Do ponto de vista da comunicação de crise, é um caso de erro crasso na preparação de porta-vozes em uma situação de crise. Alguns meses depois a Samarco percebeu, tardiamente, que era necessário se desculpar e adotou uma estratégia de abrir toda e qualquer reunião, entrevista coletiva ou apresentação oficial da empresa com um pedido de desculpas minuciosamente lapidado por uma equipe de comunicação. Porém, o efeito dessa declaração adotada somente alguns meses depois da tragédia já não gera o mesmo efeito e acaba por falsear um sentimentos que seus representantes tentam, sem sucesso, demonstrar. É como dizem: mais que ser é preciso parecer. E isso, definitivamente, a Samarco não consegue apesar dos esforços dos profissionais contratados a peso de ouro para tentar resgatar o pouco de reputação que ainda lhe sobrou.

É óbvio que ninguém está totalmente preparado para lidar com uma tragédia dessas proporções, mas se precaver pode ajudar. Para entender o que poderia ter sido feito elaborei uma lista com 7 recomendações que poderiam ter evitado que a declaração virasse mais uma notícia negativa sobre o caso.

  • ASSUMA A CULPA

Manda a regra que um bom Media Training deve ensinar ao porta-voz que, em casos de envolvimento comprovado de uma empresa em uma determinada crise, ele não de se eximir da culpa. Mesmo que, lá na frente, fique demonstrado que a companhia pouco podia fazer aquele respeito. É importante demonstrar que ela não se isenta da sua responsabilidade por causar transtornos a vida das pessoas.

  • COLOQUE-SE NO LUGAR DO OUTRO

Um dos exercícios de um Media Training de crise prevê uma simulação em que o porta-voz é levado a se colocar no lugar da pessoa afetada. Isso facilita o entendimento do problema, a proporção dele e até é capaz de indicar soluções de curto prazo. Portanto, é preciso demonstrar isso na sua fala sem parecer falso.

 

  • NÃO IGNORE SENTIMENTOS

Nunca se deve ignorar os sentimentos das pessoas afetadas por um problema gerado pela empresa. Uma postura apática em nada contribui para passar legitimidade e credibilidade em sua resposta, durante uma entrevista coletiva. Não é caso de ser exagerado, mas preparar mensagens-chave com um tom correto em que se respeita a dor do outro.

 

  • NÃO SE VITIMIZE

O porta-voz não deve tentar diminuir o drama das pessoas, em uma situação de crise, elevando a empresa à condição de mais uma vítima. Isso só contribui para gerar uma imagem antipática junto ao público.

 

  • SEJA PROPOSITIVO

A melhor forma de demonstrar solidariedade é sendo propositivo. Apontar o que de melhor já foi feito para diminuir a dor das pessoas atingidas é uma boa mensagem chave para ser usada nesse momento da entrevista.

 

  • FATOR TEMPO

Em uma crise, a pressa NÃO é inimiga da perfeição. A empresa jamais deve ser açodada, mas ela precisa ter pressa em se posicionar. Neste caso, havia se passado 12 dias desde o rompimento e nenhuma declaração nesse sentido, de se desculpar pelo incômodo provocado a milhares de pessoas, havia sido dada. Essa morosidade em dar a sua versão oficial apenas contribui para que terceiros falem ou que versões apareçam.
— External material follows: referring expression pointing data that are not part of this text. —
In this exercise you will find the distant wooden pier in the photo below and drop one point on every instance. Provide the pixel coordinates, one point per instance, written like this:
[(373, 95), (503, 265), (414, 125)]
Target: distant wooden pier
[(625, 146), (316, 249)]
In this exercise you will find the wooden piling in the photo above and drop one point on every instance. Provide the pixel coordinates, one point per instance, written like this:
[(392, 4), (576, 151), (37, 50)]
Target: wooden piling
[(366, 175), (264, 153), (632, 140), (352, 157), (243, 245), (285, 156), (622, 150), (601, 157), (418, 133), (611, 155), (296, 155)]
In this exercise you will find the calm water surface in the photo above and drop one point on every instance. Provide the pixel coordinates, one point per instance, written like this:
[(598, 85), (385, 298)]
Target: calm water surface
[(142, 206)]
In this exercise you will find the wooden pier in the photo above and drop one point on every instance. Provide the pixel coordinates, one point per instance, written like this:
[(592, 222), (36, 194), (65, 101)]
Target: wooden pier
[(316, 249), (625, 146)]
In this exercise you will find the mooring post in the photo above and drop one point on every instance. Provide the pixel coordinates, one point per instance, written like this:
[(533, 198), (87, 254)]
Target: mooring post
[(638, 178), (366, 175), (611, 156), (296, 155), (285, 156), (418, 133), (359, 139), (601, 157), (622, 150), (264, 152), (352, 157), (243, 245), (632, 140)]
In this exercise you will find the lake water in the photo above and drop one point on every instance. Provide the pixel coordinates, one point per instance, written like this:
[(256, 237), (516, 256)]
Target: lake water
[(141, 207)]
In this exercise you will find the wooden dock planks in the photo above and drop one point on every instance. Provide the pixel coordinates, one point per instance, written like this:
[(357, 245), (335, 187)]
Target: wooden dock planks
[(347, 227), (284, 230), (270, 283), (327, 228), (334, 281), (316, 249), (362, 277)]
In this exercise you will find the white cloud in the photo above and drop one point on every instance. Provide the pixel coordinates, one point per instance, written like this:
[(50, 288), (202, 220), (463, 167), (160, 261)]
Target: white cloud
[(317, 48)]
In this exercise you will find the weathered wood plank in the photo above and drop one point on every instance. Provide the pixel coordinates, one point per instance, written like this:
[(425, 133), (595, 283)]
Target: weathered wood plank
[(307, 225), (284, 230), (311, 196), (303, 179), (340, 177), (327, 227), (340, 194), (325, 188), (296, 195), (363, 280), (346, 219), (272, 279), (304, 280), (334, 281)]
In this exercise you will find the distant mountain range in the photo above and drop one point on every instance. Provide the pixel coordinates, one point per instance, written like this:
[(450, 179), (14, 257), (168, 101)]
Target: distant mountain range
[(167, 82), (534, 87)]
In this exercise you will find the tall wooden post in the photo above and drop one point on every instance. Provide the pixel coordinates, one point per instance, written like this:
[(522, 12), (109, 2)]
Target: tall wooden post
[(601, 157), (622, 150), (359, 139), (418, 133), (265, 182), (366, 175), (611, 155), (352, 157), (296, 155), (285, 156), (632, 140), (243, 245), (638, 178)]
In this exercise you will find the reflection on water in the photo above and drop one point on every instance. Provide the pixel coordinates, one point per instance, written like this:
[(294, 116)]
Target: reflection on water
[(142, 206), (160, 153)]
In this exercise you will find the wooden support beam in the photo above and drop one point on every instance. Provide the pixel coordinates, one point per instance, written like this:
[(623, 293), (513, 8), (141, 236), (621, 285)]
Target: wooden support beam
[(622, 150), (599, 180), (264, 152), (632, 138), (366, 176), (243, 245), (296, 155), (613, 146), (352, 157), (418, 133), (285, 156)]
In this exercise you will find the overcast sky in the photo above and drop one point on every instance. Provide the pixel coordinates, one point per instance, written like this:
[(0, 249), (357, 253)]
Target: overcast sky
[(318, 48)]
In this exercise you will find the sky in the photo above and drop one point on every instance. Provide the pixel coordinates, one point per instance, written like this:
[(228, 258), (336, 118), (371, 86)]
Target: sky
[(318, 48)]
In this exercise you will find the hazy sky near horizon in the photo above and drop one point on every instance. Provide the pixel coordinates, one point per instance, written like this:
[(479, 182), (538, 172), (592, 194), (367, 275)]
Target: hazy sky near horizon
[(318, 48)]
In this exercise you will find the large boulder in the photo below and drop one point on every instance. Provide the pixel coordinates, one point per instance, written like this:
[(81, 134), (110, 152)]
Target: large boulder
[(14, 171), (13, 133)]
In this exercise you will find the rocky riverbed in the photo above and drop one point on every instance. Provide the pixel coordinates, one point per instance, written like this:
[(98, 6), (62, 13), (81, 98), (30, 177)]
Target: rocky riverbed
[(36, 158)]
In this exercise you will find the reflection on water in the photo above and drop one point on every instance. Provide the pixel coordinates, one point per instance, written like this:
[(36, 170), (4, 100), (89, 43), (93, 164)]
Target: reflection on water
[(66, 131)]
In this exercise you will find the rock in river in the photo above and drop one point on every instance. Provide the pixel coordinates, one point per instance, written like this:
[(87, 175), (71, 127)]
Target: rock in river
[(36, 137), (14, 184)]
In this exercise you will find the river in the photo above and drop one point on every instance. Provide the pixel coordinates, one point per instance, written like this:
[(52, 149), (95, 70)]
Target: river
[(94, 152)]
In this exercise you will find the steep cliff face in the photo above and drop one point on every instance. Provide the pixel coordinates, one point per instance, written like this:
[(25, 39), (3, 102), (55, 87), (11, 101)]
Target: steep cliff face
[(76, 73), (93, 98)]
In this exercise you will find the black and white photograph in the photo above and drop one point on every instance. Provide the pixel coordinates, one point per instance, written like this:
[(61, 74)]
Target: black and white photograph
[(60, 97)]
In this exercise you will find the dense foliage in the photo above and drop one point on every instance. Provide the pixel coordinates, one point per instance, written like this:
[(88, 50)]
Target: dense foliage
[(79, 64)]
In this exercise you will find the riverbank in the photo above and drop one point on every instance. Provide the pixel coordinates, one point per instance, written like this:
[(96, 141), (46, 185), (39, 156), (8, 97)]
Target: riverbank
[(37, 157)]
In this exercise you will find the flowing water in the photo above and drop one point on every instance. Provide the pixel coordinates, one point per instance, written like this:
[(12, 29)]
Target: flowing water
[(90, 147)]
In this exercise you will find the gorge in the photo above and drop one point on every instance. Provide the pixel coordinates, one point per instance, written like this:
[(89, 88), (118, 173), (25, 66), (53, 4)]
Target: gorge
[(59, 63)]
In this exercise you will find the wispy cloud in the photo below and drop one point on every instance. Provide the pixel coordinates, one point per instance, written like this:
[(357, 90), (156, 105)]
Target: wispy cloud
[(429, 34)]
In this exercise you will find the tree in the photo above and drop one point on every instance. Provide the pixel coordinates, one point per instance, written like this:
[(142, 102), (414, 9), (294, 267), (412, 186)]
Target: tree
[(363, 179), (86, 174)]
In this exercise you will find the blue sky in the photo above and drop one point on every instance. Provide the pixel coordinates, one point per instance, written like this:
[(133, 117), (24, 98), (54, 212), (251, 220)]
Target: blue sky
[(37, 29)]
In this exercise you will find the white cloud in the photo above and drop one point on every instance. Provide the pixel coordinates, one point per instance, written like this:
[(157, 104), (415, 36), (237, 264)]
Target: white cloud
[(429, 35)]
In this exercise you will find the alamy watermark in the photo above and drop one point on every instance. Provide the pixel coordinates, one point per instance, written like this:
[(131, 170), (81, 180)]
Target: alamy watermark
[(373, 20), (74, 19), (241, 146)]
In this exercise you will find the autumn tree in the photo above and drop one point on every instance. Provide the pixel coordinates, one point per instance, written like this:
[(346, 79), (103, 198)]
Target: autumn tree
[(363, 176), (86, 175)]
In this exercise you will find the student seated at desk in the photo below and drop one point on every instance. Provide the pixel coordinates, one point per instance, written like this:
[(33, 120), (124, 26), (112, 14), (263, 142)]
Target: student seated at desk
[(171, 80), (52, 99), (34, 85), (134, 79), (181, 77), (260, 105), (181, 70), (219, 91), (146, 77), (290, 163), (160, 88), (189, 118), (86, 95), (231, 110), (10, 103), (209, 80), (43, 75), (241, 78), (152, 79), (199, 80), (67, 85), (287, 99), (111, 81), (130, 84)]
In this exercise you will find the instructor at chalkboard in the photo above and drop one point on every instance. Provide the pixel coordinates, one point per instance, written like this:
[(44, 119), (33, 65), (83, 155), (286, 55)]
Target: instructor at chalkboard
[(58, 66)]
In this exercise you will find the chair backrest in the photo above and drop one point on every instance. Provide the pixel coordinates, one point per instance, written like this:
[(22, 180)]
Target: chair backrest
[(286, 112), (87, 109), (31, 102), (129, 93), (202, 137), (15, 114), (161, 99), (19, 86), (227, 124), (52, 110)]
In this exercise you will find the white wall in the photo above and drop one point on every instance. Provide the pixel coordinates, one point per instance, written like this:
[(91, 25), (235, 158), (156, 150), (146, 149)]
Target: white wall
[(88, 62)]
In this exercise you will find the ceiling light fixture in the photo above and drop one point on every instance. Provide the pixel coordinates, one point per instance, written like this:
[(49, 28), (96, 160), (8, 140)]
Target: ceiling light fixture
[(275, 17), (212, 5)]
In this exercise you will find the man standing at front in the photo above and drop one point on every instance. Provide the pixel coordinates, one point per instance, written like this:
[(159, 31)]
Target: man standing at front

  • NÃO DEIXE SUA REPUTAÇÃO FALAR POR VOCÊ

O pior erro de uma empresa é acreditar que a sua reputação pode falar por você. Muitas vezes, a empresa foi eleita a melhor em seu setor, a mais socialmente responsável ou a que teve o melhor desempenho frente às concorrentes. Nada disso importa diante de uma situação de crise. É como um time de futebol que acredita que por ter ganhado um jogo não precisa se esforçar, ao máximo, para vencer o campeonato. Quando a crise chega, títulos e prêmios devem ficar na prateleira.